Re^2: A faster?, safer, user transparent, shared variable "locking" mechanism.

roboticus Thanks for your response on the technical limitations of the idea. It's much appreciated.

... you can execute a simple locking construct in just a few ticks.

I'm interested to know what kind of "simple locking mechanism" you are alluding to?

At the assembler level, there are the bittest&reset opcodes (BTR), and other cheap (intra-process-only) mutex mechanisms that can be utilised, but these are not directly available to the C programmer and can often not be used.

There is a rather old, but still interesting article comparing NT threads with Solaris thread at usenix.org.

Here's a quote from that paper:

The poor performance of NT's mutex was directly attributed to its implementation. NT's mutex is a kernel object that has many security attributes that are used to secure its global status. NT's critical section is a simple user object that only calls the kernel when there is contention and a thread must either wait or awaken. Thus, its stronger performance was due to the elimination of the overhead associated with the global mutex.

Of those mechanism available under NT (pre-Vista), I chose the critical section because it is the cheapest for the no-contention case as it avoids a call into the kernel. This means negligible impact on normal, non-shared variables.

I should also point out that critical sections are already used internally by win32 threaded builds of Perl.
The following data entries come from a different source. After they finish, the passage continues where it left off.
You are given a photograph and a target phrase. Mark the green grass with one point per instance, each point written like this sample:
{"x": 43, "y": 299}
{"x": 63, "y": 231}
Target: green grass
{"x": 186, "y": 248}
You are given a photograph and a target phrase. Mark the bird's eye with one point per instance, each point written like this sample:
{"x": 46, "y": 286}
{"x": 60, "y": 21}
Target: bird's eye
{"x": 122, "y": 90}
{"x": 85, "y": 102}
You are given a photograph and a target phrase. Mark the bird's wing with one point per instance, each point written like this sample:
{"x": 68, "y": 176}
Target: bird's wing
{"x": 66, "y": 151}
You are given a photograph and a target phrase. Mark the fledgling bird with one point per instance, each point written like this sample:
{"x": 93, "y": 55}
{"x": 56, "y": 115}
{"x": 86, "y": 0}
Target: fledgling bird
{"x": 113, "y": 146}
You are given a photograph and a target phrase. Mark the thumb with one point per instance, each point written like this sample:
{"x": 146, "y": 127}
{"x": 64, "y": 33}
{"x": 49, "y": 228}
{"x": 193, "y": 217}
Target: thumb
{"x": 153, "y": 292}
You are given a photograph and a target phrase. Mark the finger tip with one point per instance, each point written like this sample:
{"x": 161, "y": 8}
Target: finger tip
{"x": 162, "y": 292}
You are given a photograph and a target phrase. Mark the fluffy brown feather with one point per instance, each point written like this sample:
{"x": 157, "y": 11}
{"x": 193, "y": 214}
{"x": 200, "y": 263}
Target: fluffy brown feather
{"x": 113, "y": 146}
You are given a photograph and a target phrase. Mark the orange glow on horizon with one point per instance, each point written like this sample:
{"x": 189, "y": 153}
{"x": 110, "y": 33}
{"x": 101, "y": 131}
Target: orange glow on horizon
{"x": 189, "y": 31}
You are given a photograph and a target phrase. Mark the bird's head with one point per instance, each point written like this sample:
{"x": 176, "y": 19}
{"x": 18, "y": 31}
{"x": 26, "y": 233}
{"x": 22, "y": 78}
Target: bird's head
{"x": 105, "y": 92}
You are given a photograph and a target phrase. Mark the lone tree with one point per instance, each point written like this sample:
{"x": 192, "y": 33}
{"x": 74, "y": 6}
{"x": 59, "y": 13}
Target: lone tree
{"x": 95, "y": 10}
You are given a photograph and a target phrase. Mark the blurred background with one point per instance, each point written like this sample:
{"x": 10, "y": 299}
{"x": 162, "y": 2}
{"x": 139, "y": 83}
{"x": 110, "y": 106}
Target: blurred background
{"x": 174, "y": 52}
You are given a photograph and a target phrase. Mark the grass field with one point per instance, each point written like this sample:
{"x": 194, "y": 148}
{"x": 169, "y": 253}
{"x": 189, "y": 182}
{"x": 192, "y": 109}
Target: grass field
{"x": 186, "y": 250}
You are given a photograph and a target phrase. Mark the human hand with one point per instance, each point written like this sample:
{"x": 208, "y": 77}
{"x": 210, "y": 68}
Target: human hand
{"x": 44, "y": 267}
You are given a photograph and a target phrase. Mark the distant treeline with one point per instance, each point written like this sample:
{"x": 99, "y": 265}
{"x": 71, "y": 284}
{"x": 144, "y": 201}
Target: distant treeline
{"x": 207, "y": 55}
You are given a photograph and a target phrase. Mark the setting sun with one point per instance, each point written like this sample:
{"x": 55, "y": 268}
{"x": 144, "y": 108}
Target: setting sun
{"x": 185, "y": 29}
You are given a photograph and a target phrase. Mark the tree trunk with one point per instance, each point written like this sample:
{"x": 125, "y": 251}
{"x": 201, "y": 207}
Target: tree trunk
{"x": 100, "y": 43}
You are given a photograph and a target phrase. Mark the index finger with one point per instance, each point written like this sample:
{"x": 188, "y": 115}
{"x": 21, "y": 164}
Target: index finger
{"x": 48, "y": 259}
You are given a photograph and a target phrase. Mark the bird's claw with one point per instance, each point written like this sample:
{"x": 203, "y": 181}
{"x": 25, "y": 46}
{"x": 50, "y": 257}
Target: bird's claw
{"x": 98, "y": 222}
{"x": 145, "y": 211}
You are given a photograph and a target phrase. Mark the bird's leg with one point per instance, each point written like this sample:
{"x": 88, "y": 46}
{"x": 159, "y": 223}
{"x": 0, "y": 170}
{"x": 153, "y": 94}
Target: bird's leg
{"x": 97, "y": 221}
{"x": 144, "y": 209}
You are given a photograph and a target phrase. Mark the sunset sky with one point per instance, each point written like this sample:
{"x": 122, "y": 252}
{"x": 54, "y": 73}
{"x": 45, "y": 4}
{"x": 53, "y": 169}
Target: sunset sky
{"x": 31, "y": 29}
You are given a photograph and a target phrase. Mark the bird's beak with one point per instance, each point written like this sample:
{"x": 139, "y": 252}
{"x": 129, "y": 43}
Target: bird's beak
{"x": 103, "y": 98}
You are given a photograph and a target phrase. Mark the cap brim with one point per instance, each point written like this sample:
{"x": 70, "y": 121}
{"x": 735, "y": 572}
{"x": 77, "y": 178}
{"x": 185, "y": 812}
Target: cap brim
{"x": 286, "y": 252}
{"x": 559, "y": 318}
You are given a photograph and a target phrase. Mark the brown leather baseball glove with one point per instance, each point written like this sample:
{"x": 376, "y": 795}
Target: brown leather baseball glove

The problem is that user locks based around the pthreads cond_* apis are implemented using NT Semaphores. And the cause of the lamentable performance of locking on shared data in P5/iThreads is the way (and timing) of how these are used. In many cases, both mechanisms need to be deployed to achieve concurrency safety of shared variables, with the following impact:

cmpthese -1, {
    shared => q[ 
        my %h : shared = 1..10;                   ++$h{ 1 }   for 1 ..
+ 1e4 
    ],
    shared_locked_hv => q[ 
        my %h:shared   = 1 .. 10; do{ lock( %h ); ++$h{ 1 } } for 1 ..
+ 1e4 
    ],
    non_shared    => q[ 
        my %h          = 1 .. 10;                 ++$h{ 1 }   for 1 ..
+ 1e4 
    ],
};;
                  Rate shared_locked_hv           shared       non_sha
+red
shared_locked_hv 145/s               --             -59%             -
+60%
shared           353/s             144%               --              
+-1%
non_shared       358/s             147%               1%              
+ --
[download]

As you can see, the impact of the internal (critsec) locking on a shared hash compared to a non-shared hash is minimal at 1%. However, once you apply user locking to the shared hash, the impact goes up markedly with performance being more than halved. And remember, the above is a single-threaded test, so there can be no contention or wait states involved.

If the need for user-level locks, and/or the impact of them in the non-contention case could be alleviated, that would go a long way to removing the impact of threaded builds on non-threaded code.

... Just getting to the exception handler took many times more ticks.

Agreed. But again, you only transit into the exception handler in the event of contention on shared data. For the non-contention, and non-shared cases, the exception handler is not invoke and so there is no impact at all.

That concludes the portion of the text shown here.